For the last several days, news chatter has resumed the talk
of reform in the industry, but one word I never hear mentioned is “consequences.” It seems to me that the pundits have missed the
obvious solution: tie executive bonuses
to company performance. No chief officer
should reap a huge compensation payout if the institution fails to perform on
their watch. In much the same fashion as
a captain that goes down with the ship, a CEO’s fate should reflect the
consequences of his or her leadership. Even better, bonus compensation should be
escrowed—two, three, even five years—to ensure that published results stand up
over time.
I have never been a great financial risk taker. Long ago I was told that only through great
risks can you reap great rewards. I used
to be an executive at a Fortune 100 corporation. We were always told that the people who made
the most money in the company were the ones who took the biggest risks. The
CEO at the time evaluated the future prospects of his employees by looking at
how close they lived to the edge. He loved sales people who were commission based, especially those who sunk all of their commissions into a new home they could not afford. He
looked for people who had expensive tastes like Rolex watches, Mont Blanc pens,
and hand tailored suits. He made it a
point to walk through the company parking lot, finding out who drove the newest
and most expensive cars. He admired and rewarded those who
were "hungry" because he knew that these were the people who would
help him drive up the stock price to his bonus target.

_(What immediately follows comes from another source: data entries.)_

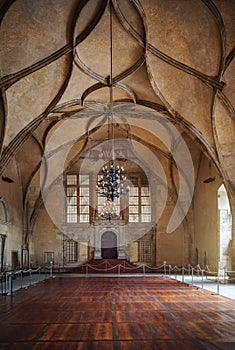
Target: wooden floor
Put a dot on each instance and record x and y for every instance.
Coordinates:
(116, 313)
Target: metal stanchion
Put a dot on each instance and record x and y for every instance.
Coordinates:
(30, 277)
(21, 279)
(10, 285)
(50, 268)
(218, 283)
(164, 264)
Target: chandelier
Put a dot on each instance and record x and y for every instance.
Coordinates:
(111, 184)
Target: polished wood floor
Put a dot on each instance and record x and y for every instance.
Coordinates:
(116, 313)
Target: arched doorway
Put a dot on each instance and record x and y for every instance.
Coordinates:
(109, 245)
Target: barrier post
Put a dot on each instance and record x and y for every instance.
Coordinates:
(30, 277)
(50, 268)
(164, 264)
(10, 284)
(21, 279)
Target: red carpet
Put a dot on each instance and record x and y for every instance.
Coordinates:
(102, 266)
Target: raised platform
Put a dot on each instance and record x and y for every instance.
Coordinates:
(103, 266)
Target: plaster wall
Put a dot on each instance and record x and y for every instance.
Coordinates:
(206, 220)
(12, 195)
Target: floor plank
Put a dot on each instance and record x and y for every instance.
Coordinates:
(116, 313)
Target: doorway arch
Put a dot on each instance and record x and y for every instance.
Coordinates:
(109, 245)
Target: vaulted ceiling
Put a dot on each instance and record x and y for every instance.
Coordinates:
(171, 59)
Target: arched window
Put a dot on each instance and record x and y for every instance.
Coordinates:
(139, 199)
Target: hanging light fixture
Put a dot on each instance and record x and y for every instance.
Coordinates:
(111, 183)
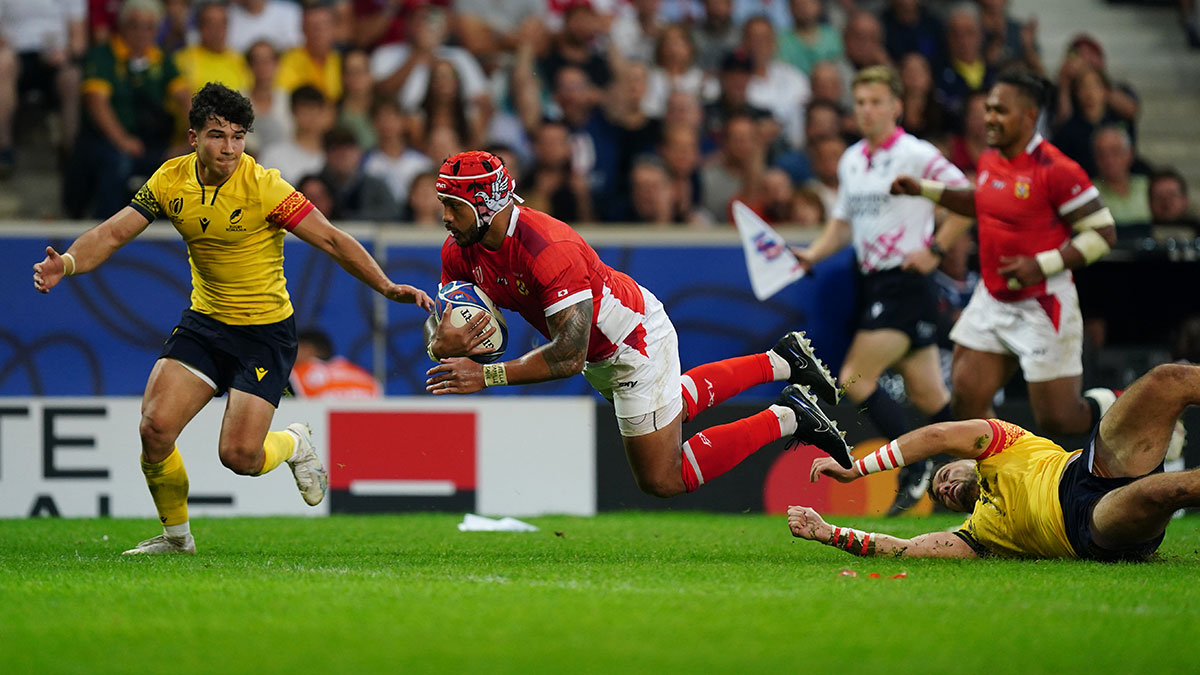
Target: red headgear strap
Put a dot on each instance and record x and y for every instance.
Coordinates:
(480, 179)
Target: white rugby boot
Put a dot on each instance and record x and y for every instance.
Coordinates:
(165, 544)
(306, 467)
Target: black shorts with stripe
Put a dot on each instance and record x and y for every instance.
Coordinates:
(256, 359)
(899, 300)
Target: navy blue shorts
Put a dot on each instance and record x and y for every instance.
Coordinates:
(1079, 490)
(900, 300)
(256, 359)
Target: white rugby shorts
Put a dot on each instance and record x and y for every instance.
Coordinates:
(1025, 329)
(646, 389)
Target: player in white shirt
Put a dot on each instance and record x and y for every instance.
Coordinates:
(897, 250)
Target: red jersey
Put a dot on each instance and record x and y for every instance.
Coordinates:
(543, 267)
(1019, 207)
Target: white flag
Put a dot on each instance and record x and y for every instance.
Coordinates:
(771, 264)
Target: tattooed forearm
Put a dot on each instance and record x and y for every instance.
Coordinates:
(570, 330)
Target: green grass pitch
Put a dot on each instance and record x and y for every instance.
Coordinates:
(634, 592)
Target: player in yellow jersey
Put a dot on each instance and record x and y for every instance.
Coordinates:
(1027, 497)
(239, 334)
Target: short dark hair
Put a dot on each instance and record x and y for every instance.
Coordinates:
(1031, 85)
(217, 101)
(319, 341)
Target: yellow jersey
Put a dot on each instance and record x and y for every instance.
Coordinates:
(1018, 513)
(234, 236)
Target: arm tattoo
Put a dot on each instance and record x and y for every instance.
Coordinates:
(570, 330)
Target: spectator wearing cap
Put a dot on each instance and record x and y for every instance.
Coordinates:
(715, 35)
(1085, 53)
(1126, 195)
(357, 195)
(312, 115)
(1090, 112)
(315, 63)
(810, 40)
(910, 27)
(735, 81)
(775, 85)
(393, 160)
(274, 21)
(965, 71)
(211, 59)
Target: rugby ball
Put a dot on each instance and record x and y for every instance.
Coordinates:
(466, 299)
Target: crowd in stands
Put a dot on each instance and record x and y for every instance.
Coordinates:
(606, 111)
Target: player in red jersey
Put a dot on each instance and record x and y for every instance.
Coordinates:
(600, 322)
(1029, 199)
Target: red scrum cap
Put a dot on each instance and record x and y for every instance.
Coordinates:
(480, 179)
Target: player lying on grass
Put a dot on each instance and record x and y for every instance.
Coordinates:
(600, 322)
(1027, 496)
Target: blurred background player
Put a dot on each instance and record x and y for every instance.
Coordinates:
(1027, 497)
(318, 374)
(894, 243)
(601, 323)
(1027, 199)
(239, 334)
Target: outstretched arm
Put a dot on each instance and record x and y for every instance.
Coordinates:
(316, 230)
(958, 199)
(91, 249)
(966, 440)
(807, 524)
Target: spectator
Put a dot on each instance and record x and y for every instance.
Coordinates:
(444, 105)
(910, 28)
(555, 186)
(826, 81)
(715, 35)
(810, 40)
(965, 71)
(1006, 41)
(315, 63)
(1090, 112)
(826, 151)
(424, 207)
(775, 85)
(1126, 195)
(681, 159)
(358, 91)
(924, 115)
(966, 147)
(1169, 201)
(737, 168)
(211, 59)
(127, 124)
(393, 161)
(304, 153)
(676, 70)
(735, 81)
(651, 193)
(273, 114)
(1085, 53)
(318, 374)
(357, 195)
(40, 46)
(577, 45)
(274, 21)
(808, 209)
(636, 30)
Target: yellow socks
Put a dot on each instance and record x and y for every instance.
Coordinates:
(168, 488)
(277, 447)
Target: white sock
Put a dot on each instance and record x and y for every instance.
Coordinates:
(786, 419)
(779, 366)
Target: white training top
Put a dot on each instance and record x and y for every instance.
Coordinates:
(887, 227)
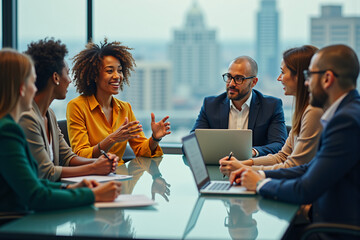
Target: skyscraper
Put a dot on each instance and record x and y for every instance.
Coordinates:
(194, 54)
(150, 87)
(267, 45)
(332, 28)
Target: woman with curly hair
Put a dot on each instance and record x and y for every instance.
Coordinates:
(20, 188)
(47, 144)
(97, 120)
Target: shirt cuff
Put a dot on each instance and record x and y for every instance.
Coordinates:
(256, 152)
(262, 173)
(262, 183)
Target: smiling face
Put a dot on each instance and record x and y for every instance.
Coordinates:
(110, 76)
(288, 80)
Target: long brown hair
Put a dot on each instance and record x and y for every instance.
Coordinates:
(297, 60)
(15, 69)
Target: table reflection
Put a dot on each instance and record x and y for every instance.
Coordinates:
(136, 168)
(240, 222)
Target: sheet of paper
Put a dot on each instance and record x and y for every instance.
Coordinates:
(99, 178)
(127, 200)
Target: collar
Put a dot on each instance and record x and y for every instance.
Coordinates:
(329, 113)
(247, 103)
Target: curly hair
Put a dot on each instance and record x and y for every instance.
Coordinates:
(48, 56)
(88, 62)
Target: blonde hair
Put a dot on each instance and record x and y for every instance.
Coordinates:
(15, 69)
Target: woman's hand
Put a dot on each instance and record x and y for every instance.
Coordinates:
(107, 192)
(128, 130)
(228, 165)
(84, 183)
(161, 128)
(104, 166)
(246, 177)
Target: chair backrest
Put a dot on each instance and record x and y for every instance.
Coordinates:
(128, 155)
(63, 127)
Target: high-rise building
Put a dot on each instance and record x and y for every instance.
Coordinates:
(194, 54)
(267, 41)
(150, 87)
(333, 28)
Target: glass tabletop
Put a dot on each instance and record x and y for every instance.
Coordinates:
(180, 212)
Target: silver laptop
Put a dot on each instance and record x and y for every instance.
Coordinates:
(218, 143)
(201, 175)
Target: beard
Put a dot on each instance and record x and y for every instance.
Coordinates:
(318, 97)
(241, 94)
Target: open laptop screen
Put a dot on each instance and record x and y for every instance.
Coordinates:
(194, 157)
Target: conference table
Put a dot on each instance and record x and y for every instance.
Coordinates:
(179, 213)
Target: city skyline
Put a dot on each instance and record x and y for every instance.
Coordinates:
(164, 15)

One day I was told that the CEO inquired to one of my
colleagues about my husband’s career, wondering why he chose to work in
academics rather than going into private practice. He asked, “Couldn’t he make much more
money in private practice?” The answer
was, ‘yes,’ but that my husband enjoyed the rewards of research and teaching. By report, this made him shutter visibly with
disgust.
I spent almost thirteen years at this company. It was gratifying to see our industry change
in direct relation to the work we did. I
loved collaborating with clients and helping to forge the company’s strategic vision. As I worked my way up the corporate ladder,
the CEO kept questioning my “worthiness” as a key employee because my family’s
humble lifestyle, to him, indicated that I was not hungry enough. He did not understand concepts like
intellectual fulfillment or personal integrity.
On the other hand, he certainly
depended upon me to craft the company story that he related to the investor
community.
I admire those who have the ability to make sense—and money—out
of investments. I will never have the
stomach to be a financial high flyer. I
need to see a direct relationship between the work that I do and what I get to
put in my pocket. I cannot help but
think that a big windfall always comes at someone else’s expense. I blame my father and his many lectures on
consequences for this self-limiting ethos.
There is someone else I know who is spending a lot of time
these days thinking about consequences.
That “former” CEO is serving four concurrent ten-year sentences in
federal prison for securities fraud. Clearly
his aversion to my business values was an “error in judgment.”